Aunque actualmente no representan un riesgo directo para territorio nacional, los especialistas advierten que la combinación de aguas cálidas, humedad atmosférica, presión barométrica y patrones de viento puede favorecer el fortalecimiento de estos sistemas. La evolución de cada zona dependerá de múltiples factores ambientales, por lo que algunas podrían disiparse rápidamente mientras que otras se mantendrían en desarrollo.

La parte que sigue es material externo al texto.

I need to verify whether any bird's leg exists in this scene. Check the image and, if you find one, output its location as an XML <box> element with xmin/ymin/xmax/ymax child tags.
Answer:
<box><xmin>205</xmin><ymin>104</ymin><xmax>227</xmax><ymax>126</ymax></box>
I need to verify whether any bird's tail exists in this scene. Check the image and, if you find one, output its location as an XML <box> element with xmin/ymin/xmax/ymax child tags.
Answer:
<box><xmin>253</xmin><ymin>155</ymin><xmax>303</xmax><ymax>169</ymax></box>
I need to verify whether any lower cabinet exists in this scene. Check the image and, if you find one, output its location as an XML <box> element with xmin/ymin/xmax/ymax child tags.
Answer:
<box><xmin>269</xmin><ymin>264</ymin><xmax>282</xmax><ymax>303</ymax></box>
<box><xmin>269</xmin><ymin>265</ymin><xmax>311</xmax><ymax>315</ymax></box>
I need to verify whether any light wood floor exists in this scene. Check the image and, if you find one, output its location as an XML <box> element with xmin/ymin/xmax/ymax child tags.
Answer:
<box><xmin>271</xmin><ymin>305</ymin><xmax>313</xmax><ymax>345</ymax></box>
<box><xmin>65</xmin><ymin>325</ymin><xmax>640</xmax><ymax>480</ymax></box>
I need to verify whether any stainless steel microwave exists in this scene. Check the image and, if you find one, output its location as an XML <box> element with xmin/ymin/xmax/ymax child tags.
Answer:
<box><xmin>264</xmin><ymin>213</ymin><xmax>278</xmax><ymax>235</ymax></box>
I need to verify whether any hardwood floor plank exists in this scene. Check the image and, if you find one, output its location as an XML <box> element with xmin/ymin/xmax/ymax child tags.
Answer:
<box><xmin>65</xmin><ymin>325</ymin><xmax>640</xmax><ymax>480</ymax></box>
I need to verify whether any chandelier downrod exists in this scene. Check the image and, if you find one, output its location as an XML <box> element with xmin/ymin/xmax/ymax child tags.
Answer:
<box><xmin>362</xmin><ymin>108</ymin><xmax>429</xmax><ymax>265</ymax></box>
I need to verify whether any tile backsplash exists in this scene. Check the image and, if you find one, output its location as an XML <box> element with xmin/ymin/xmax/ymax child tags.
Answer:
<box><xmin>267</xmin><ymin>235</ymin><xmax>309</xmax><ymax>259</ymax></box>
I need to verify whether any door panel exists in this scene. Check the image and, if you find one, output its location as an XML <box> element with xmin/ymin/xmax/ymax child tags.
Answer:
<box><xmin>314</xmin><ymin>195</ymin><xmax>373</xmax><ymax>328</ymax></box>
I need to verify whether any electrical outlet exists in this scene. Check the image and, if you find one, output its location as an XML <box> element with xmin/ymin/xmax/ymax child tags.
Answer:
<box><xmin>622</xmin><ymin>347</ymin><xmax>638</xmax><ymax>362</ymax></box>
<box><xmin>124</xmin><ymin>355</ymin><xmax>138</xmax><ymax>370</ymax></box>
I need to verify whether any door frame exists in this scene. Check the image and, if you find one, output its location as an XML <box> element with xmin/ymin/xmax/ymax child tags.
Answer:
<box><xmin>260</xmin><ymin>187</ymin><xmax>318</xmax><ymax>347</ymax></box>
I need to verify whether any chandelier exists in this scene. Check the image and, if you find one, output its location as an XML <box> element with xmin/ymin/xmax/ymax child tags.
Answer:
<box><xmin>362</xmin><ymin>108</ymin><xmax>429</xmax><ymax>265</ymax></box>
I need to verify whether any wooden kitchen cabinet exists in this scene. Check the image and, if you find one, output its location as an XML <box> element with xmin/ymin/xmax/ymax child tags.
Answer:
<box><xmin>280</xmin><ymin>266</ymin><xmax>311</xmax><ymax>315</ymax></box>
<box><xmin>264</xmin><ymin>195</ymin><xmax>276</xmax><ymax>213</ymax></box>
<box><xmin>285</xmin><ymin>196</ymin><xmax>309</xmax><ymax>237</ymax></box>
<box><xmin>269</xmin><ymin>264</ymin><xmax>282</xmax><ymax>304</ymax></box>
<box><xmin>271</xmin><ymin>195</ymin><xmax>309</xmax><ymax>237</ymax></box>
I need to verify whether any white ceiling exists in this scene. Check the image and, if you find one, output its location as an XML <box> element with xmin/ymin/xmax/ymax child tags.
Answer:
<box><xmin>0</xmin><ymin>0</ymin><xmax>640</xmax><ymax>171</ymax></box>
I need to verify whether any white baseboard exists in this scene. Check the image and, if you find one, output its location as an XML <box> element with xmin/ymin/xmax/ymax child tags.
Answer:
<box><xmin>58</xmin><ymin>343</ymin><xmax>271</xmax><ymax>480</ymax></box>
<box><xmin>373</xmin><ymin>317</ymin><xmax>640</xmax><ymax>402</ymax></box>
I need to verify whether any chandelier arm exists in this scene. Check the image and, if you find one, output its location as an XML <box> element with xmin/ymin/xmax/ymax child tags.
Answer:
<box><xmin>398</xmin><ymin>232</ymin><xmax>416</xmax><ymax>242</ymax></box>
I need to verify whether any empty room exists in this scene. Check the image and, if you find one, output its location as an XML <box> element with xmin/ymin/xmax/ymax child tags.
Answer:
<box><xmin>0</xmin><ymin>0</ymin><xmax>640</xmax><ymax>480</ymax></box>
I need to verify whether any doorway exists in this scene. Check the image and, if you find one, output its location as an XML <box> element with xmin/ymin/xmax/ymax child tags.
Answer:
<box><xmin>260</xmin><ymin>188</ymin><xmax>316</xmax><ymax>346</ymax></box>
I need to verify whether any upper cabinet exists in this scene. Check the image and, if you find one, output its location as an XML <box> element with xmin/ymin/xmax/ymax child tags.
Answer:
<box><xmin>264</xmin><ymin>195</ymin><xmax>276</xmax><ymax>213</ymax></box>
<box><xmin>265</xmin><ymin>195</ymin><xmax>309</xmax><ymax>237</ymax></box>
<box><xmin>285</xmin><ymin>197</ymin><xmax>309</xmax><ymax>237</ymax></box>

El seguimiento de estas zonas utiliza tecnología avanzada como satélites, radares y modelos meteorológicos que permiten anticipar con mayor precisión el comportamiento de los fenómenos. Esta información es vital para que las autoridades de protección civil puedan emitir alertas oportunas y proteger a las comunidades potencialmente afectadas.
Debido a la posición geográfica de México, la vigilancia simultánea en el Atlántico y Pacífico refleja la dinámica habitual de esta época del año, cuando aumentan las probabilidades de formación de ciclones tropicales. Las autoridades insisten a la población en informarse únicamente a través de canales oficiales para evitar desinformación y rumores.